Bachelor Thesis: Diffusion Architectures for Synthetic Wearable Sensor Data Generation

If you are interested in this topic, please contact Max Burzer (burzer@teco.edu)

Background

Human Activity Recognition (HAR) using data from wearable sensors (e.g., accelerometers, gyroscopes) is an increasingly active research area with broad applications in healthcare, sports, mobile computing, and human-computer interaction. A key challenge in HAR is the scarcity of large, high-quality labeled datasets, as data collection and annotation are both time-consuming and costly. Additionally, class imbalance further hampers model performance.

To address these challenges, the generation of synthetic wearable sensor data has been actively explored. While Generative Adversarial Networks (GANs) have shown promise [1][2], they often suffer from training instabilities, such as mode collapse. More recently, diffusion models have emerged as a robust and promising alternative. Existing diffusion-based approaches [3] predominantly focus on generating time–frequency representations (e.g., spectrograms) of wearable sensor data, while only a few studies have directly targeted raw time-series data [4]. This focus on two-dimensional representations is largely due to the ability to directly adapt diffusion architectures originally developed for the image domain.

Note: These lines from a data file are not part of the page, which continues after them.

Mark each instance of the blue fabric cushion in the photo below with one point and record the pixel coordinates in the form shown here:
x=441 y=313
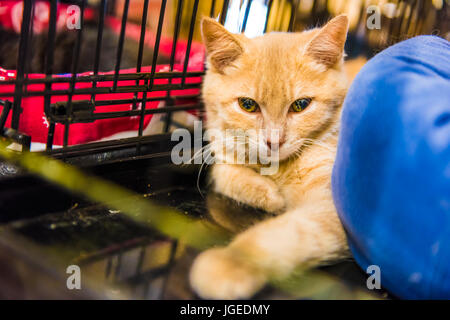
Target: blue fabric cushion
x=391 y=178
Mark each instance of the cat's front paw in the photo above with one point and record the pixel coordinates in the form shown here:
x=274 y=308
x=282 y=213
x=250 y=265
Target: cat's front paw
x=217 y=274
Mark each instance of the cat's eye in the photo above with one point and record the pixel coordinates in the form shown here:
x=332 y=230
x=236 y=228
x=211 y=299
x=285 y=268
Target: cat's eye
x=248 y=104
x=300 y=104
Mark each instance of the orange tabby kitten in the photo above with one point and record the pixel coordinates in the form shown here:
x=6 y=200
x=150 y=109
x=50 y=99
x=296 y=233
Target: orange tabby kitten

This thesis aims to develop multiple diffusion backbone architectures specifically designed to operate on raw, time-domain wearable sensor data windows. In particular, both U-Net- and Transformer-based (DiT) backbone designs will be implemented and compared to architectures that operate on time–frequency representations. The objective is to evaluate whether direct modeling in the time domain can achieve synthetic data quality comparable to or better than that of time–frequency approaches, while also providing potential efficiency benefits for downstream HAR tasks.

Tasks

  • Conduct a literature review on existing diffusion backbone architectures for time-series data.
  • Design, implement, and train different diffusion backbone architectures for synthetic wearable sensor data generation in the time domain.

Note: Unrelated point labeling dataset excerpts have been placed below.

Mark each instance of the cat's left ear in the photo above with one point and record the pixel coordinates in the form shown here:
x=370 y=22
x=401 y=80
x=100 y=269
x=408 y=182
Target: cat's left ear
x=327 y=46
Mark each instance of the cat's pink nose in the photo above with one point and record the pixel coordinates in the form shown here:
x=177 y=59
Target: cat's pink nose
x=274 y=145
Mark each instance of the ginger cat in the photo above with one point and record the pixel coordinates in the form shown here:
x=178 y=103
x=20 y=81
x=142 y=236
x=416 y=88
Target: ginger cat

  • Evaluate the quality and utility of the generated data by training HAR classifiers on synthetic datasets.

  • Benchmark and compare the performance and computational efficiency of time- against time-frequency–based approaches.

Requirements

  • Solid understanding of deep learning concepts.

  • Proficiency in Python and PyTorch.

  • Knowledge of diffusion models is advantageous but can be acquired during the thesis.

References

  1. Li, X., Luo, J., & Younes, R. (2020). ActivityGAN: Generative Adversarial Networks for Data Augmentation in Sensor-Based Human Activity Recognition. In Adjunct Proceedings of the 2020 ACM International Joint Conference on Pervasive and Ubiquitous Computing and Proceedings of the 2020 ACM International Symposium on Wearable Computers (pp. 249–254). ACM.
  2. Mohammadzadeh, M., Ghadami, A., Taheri, A., & Behzadipour, S. (2025). cGAN-based High Dimensional IMU Sensor Data Generation for Enhanced Human Activity Recognition in Therapeutic Activities. Biomedical Signal Processing and Control, 103, 107476.
  3. Oppel, H., & Munz, M. (2025). A Diffusion Model for Inertial Based Time Series Generation on Scarce Data Availability to Improve Human Activity Recognition. Scientific Reports, 15(1), 16841.
  4. Li, X., Sakevych, M., Atkinson, G., & Metsis, V. (2024). BioDiffusion: A Versatile Diffusion Model for Biomedical Signal Synthesis. Bioengineering, 11(4), 299.